Chapter 9: Testing for a Difference: Multiple Related Samples

9.1 The reason that nine out of ten trials might be used as the criterion for mastering the maze is that nine out of ten has a probability of less than 0.05 (two-tailed test). This is a binomial test when the probability of success is 0.5 because the hamster has a choice between two doors at the end of the T-maze. If the hamster were randomly choosing a door, the probability of success would be 0.5. Correctly choosing the door where the food is nine out of ten times has a probability less than 0.05 and you can reject the null hypothesis that the hamster is randomly choosing a door. Of course, there is always a possibility of a Type I error.

9.4 Effectively, both the single-sample and the paired-samples t-tests compare a single sample mean against a known population mean. After calculating the d-scores for a paired-samples design, you have only one score per subject. You are back to a single-sample t-test. You can forget the scores in the two original conditions for the moment. The analysis is now analogous to one where there is a known population mean and an unknown variance. The question here is framed as follows: Is the difference between the observed mean of the d-scores and the expected mean of the d-scores (0.0) greater than what we would expect due to chance alone? The expected mean of the d-scores (0.0) serves as the known population mean. Similarly to the single-sample t-test in which you estimate the population variance with the sample variance, in the paired-samples test you use the variance in the d-scores to estimate the variance in the population of d-scores.

9.5 There are two ways for t-values to change when the condition means remain constant. With either a decrease in the variance or an increase in n, the t-value will increase. With either an increase in the variance or a decrease in n, the t-value will decrease. In the first case the denominator of the test is decreased, thus the t-value is increased. In the second case, the denominator is increased, thus the t-value is decreased.

eq 9_1

9.6 The absolute values of the two block means in the two figures are different, but the difference between them is the same (10). The reason for this is that the condition means have been subtracted from the scores in each condition. This has removed both the grand mean and the treatment effect from all of the scores, leaving only the effect of block and error.

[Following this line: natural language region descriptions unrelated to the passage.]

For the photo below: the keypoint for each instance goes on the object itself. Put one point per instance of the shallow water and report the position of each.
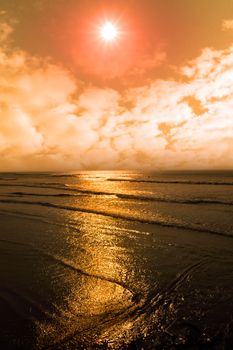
(116, 260)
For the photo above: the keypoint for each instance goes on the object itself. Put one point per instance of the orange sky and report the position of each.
(160, 97)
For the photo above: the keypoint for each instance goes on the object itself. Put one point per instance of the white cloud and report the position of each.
(46, 123)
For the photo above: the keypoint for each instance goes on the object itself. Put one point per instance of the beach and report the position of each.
(116, 260)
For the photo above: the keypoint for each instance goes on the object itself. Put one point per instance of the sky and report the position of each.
(159, 97)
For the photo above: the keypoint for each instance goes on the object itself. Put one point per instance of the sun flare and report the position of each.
(109, 32)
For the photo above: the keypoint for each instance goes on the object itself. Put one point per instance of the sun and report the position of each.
(109, 32)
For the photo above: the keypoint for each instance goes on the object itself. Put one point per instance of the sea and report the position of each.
(116, 260)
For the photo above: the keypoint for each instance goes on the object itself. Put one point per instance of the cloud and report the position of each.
(49, 120)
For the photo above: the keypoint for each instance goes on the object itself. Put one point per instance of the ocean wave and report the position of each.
(178, 182)
(120, 217)
(126, 196)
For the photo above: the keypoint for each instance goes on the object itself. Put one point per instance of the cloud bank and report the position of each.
(50, 121)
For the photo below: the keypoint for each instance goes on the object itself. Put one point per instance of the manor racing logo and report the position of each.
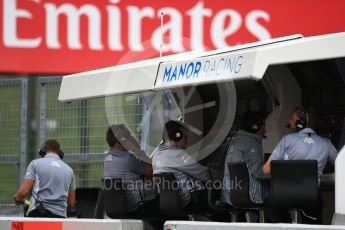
(202, 70)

9.7 The easiest way to solve this problem is to begin at the end and work backwards. The original F-value (α = 0.05) for a test with 2 dftreatment and 9 dferror was 0.982. Clearly, if the block accounted for no sum of squares, your power would be reduced. There would be one less dferror but no reduction in the SSerror. Thus the MSerror would be 41.25 and the resulting F-value would be reduced to 0.872. The challenge question can be restated, however, as how many SSblock can be present without an increase in power? If you divide the SSerror by the df, you find that each df is associated with 36.666 SSerror. If you subtract 36.666 from 330, you have a new SSerror of 293.334. Remembering that you lose 1 df to the blocking variable, you now have 8 dferror. Thus the new MSerror is 36.667 (293.334/ 8), the same as the original. With 2 dftreatment and 8 dferror the new critical F-value for significance is 4.74, where the critical value for 2 and 9 df was 4.46. Thus, your observed F-value of 0.982 is now further from the critical value, which represents a loss of power. This illustrates the trade-off of degrees of freedom for sum of squares that accompanies a randomized block design. It only pays to include a blocking variable which is known to account for a substantial amount of the sum of squares in the dependent measure.

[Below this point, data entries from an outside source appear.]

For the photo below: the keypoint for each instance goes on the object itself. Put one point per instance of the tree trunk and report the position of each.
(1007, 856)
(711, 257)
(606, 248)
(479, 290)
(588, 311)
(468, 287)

9.8 Assuming that α is held constant at 0.05, the three principal factors that influence power are the size of the differences between or among the means, the variance within the conditions, and the number of observations or n. As the differences between or among the means increase, power increases. The differences (variance) among means is the basis for MStreatment, the numerator of the F-ratio. As the average variance within the conditions decreases, power increases. The average within-condition variance is MSerror, the denominator of the F-ratio. As the number of observations increases, dferror increases. As dferror increases, the critical value of F decreases. 

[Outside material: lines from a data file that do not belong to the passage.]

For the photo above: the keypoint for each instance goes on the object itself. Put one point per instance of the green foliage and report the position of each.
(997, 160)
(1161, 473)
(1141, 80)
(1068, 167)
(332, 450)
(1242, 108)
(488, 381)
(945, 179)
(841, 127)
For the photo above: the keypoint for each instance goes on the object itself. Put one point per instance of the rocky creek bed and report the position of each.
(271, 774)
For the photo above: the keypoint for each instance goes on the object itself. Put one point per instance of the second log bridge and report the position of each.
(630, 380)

9.9 The SStotal is the sum of the squared differences of all the observations about the grand mean. The partitioning of these squared differences may change, but, regardless of the design, this sum or total cannot change.

9.10 The noun recognition data are best understood as being ratio in nature. You can assume that the intervals are equal, and that the differences between any pair of adjacent possible scores are the same. Because it is possible for a subject to fail to recognize any of the nouns correctly, a score of 0 (true zero) is possible. Thus, the data are best treated as ratio in nature.